Quae Vide - The Diversity Newsletter of Murtha Cullina LLP
July 11, 2013
Welcome to the 11th Issue of Quae Vide, Murtha Cullina's Diversity Newsletter.
As we go to press, the U.S. Supreme Court’s term recently came to a close with a quartet of decisions that impacted important legal issues on affirmative action, voting rights and same-sex marriage equality. In each of these cases, the impact of historical discrimination is measured against what the litigants and a majority of the court believe to be contemporary realities, with the factor of what has come before us appearing less and less legally material over time. It is important, however, never to forget the past.
On a personal note, this fact was highlighted earlier in June when attending my college reunion.

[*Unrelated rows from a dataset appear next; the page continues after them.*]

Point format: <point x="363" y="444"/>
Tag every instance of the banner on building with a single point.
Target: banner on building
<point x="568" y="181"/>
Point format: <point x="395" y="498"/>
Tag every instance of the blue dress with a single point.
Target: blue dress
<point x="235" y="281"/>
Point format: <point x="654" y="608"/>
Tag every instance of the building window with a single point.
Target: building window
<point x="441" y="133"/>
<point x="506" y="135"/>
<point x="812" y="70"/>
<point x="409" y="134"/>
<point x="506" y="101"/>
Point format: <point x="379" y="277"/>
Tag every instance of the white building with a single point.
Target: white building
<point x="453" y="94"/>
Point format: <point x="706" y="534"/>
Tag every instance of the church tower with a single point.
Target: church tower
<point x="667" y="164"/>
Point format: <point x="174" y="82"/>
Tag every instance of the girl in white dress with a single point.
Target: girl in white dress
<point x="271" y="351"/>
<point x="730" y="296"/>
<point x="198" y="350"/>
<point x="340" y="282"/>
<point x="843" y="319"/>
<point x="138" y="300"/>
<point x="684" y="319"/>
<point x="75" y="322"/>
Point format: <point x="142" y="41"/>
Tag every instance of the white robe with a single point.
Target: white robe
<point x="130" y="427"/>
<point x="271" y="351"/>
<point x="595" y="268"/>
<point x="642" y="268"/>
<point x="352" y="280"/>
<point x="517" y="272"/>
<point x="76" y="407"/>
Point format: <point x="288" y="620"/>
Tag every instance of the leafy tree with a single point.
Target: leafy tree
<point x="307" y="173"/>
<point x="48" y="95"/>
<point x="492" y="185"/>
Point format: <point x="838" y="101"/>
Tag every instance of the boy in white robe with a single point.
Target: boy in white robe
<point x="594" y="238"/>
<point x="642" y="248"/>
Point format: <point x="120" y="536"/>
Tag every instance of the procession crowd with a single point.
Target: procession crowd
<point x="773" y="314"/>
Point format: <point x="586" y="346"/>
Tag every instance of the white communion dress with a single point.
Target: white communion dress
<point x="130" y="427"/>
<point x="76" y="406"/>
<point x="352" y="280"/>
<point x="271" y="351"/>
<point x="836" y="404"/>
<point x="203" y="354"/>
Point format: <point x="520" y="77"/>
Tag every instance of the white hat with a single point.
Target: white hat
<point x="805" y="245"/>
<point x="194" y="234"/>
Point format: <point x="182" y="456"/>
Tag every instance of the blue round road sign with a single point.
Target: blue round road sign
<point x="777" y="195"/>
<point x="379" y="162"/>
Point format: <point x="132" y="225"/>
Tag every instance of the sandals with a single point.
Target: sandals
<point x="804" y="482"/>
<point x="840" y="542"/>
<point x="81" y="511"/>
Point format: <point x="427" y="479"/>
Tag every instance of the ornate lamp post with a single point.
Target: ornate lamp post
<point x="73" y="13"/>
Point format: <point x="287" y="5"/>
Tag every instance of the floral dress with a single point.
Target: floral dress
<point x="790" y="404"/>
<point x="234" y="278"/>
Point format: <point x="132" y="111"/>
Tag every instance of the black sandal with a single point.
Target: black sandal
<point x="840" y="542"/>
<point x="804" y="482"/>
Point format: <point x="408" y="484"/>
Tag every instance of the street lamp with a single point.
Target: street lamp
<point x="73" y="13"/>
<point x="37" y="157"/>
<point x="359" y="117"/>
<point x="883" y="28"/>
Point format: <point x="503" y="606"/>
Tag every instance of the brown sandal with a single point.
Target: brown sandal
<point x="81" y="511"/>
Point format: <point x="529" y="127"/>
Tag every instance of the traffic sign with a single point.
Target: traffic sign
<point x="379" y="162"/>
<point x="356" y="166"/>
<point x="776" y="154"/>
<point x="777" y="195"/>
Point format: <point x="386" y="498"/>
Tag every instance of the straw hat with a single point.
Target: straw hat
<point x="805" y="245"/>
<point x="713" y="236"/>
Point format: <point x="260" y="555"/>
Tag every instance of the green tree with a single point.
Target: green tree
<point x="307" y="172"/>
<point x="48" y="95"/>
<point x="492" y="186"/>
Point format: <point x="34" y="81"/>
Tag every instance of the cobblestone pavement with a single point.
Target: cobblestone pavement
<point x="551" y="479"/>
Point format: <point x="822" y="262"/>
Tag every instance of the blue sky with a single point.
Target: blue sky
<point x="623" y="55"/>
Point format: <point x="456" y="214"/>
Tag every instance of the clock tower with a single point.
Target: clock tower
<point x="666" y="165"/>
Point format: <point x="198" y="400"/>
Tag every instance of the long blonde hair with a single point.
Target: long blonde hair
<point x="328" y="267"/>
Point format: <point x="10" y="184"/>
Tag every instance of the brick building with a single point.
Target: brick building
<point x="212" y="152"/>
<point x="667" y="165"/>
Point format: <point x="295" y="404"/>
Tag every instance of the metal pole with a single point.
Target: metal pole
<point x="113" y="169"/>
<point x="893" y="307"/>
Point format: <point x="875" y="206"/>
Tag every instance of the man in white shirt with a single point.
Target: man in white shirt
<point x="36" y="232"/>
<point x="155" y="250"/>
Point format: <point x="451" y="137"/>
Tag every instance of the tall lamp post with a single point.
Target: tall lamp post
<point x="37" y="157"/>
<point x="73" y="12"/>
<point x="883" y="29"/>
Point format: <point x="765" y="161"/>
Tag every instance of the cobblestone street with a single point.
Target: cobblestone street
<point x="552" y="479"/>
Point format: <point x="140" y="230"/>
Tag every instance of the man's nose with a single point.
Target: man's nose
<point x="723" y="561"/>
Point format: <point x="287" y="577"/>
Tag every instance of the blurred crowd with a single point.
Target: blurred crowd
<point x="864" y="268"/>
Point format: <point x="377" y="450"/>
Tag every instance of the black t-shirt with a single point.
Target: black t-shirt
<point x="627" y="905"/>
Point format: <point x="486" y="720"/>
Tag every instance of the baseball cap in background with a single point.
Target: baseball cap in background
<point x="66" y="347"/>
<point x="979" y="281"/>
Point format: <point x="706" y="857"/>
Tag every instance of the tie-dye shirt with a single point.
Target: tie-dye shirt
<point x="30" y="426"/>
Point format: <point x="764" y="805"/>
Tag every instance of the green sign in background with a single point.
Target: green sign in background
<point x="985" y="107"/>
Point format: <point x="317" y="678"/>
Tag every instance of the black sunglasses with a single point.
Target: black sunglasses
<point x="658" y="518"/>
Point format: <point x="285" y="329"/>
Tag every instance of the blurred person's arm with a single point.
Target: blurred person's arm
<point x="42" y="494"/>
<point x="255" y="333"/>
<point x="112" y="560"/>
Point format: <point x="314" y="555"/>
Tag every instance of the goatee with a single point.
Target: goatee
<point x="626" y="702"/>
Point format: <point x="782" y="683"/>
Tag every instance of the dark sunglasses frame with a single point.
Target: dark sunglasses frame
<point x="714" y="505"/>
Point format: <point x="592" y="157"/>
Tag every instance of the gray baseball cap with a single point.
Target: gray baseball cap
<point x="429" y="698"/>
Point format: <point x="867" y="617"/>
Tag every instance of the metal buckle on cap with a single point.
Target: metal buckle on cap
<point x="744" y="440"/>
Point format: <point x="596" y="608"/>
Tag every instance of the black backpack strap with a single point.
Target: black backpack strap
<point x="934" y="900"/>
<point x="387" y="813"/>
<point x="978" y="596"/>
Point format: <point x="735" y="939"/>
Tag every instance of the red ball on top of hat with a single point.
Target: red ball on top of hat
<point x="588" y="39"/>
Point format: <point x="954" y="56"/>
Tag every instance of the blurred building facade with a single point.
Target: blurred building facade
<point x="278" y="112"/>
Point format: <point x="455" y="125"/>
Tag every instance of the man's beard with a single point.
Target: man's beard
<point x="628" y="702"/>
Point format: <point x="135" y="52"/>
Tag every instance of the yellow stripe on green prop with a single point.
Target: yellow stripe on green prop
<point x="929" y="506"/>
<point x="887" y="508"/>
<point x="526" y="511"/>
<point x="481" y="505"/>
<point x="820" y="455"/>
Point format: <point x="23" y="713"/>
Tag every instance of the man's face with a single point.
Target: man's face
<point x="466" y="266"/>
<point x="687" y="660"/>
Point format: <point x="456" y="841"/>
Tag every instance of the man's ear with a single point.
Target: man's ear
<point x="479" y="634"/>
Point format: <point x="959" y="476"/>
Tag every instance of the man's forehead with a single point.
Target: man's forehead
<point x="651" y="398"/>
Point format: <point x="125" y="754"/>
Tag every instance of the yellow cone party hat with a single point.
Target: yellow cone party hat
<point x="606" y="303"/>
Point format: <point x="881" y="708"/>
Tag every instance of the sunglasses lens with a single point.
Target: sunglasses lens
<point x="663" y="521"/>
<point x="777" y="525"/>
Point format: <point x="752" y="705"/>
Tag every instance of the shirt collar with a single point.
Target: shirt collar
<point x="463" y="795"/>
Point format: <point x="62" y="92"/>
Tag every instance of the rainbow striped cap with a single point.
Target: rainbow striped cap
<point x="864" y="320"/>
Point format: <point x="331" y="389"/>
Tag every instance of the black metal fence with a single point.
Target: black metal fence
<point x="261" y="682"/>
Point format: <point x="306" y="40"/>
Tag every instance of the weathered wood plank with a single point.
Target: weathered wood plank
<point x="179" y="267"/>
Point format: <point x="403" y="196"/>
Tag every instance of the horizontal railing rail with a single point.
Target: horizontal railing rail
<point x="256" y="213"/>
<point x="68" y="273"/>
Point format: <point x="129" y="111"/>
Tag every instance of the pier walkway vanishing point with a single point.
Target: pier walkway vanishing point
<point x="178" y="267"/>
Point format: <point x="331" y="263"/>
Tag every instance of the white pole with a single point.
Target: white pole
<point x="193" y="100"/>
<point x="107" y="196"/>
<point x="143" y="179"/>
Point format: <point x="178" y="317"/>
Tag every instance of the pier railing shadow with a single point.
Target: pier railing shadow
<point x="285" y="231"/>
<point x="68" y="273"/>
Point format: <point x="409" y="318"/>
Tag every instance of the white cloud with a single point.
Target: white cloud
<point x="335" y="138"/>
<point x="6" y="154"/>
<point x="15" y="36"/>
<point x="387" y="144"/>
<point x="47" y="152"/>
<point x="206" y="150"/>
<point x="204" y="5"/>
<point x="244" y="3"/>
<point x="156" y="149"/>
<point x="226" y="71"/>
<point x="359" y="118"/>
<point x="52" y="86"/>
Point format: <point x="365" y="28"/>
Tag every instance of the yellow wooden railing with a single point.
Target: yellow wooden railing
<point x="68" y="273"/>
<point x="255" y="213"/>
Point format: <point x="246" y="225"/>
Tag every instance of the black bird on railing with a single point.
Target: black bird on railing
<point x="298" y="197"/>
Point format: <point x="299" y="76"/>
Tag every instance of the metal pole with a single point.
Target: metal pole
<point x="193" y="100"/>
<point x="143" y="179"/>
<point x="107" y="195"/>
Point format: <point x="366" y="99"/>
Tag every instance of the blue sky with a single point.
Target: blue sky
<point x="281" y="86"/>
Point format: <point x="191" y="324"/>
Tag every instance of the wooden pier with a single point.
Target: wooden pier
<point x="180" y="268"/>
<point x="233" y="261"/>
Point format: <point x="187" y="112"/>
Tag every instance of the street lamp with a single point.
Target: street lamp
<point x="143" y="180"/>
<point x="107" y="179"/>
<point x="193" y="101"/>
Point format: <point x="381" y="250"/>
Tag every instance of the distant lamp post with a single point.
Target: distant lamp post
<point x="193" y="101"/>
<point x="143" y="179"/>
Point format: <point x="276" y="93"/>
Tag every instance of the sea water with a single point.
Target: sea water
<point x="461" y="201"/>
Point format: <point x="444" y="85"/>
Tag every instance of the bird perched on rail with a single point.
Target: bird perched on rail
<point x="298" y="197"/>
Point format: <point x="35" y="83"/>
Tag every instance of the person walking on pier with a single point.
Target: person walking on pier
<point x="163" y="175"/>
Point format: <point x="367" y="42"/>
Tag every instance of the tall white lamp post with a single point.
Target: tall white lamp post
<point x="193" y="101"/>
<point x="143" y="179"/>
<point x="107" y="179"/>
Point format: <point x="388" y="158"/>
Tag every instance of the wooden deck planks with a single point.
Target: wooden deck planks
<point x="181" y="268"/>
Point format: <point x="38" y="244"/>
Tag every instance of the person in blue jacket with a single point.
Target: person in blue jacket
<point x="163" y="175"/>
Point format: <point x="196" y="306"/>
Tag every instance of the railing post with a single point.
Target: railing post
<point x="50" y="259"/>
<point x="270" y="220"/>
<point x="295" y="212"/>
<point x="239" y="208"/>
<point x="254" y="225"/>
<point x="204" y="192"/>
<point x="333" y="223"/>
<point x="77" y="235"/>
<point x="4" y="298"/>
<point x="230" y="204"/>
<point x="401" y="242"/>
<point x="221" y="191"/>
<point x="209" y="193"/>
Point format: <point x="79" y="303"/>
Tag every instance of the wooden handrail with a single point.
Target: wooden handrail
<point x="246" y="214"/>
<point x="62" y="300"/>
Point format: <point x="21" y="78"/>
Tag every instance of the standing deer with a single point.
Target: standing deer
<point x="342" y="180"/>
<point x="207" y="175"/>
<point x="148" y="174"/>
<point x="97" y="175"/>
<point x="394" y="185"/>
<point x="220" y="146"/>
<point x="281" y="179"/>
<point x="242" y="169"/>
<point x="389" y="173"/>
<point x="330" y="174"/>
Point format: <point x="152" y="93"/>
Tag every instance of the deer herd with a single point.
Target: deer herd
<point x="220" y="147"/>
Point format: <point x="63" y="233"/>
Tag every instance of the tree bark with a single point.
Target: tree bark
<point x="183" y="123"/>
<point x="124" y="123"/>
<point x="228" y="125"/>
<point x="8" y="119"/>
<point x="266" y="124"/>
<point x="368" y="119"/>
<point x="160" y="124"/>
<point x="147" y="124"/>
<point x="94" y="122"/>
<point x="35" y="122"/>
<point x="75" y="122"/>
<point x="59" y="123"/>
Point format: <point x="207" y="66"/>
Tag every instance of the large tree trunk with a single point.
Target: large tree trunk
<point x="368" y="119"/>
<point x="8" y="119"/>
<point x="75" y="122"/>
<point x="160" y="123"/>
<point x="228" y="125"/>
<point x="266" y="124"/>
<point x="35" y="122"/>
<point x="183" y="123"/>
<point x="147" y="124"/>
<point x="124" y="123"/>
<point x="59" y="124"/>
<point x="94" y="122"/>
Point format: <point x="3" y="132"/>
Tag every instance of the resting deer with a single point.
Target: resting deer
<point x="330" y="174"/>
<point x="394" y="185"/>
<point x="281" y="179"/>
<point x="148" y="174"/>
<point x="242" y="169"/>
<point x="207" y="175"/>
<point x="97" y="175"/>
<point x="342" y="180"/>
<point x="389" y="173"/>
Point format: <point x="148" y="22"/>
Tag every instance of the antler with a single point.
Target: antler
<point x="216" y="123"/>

Like many liberal arts colleges in the Northeastern U.S., my alma mater had many years been an all male school (144 years at that time), until women were admitted as freshman in 1969, during a time of significant political turmoil over the last few years of the Sixties. At the reunion, we looked back over the forty years that had passed since graduation, and out of the group of 100 women classmates that started as freshmen, barely over 60% survived through graduation. Those women who did endure and graduated had outstanding careers in business, politics, government, medicine and law (one was a Connecticut Supreme Court Justice, another is the current dean of Temple Law School).
As we convened with some of the more recent alumni from classes populated with a much higher percentage of women students, it became more than self-evident that those 100 women who set foot on our campus in late August 1969 had pioneered the way for future generations of women who were now able to experience a small New England college liberal arts education without harassment or intimidation.
In the practice of law over the past 50 years, we also have pioneers: the first woman attorney who rose to partnership, the first attorney of color who also rose to partnership, the first woman to serve on the U.S. or a state Supreme Court, the first woman attorney or attorney of color who served on their firm’s management committee, and many other “firsts.” The practice of law, like my alma mater, has pioneers who have paved the way for others whose paths will hopefully be smoother. It remains important to remember what has come before us, Supreme Court decisions notwithstanding.
In this issue:
- Lawyers Collaborative for Diversity Hosts 3rd Annual Building Careers Symposium
- Murtha Cullina's Women Expanding Business Initiative (WEB) hosts events in New Haven and Boston
- Gender Diversity of Boards of U.S. Public Companies. Written by Edward B. Whittemore.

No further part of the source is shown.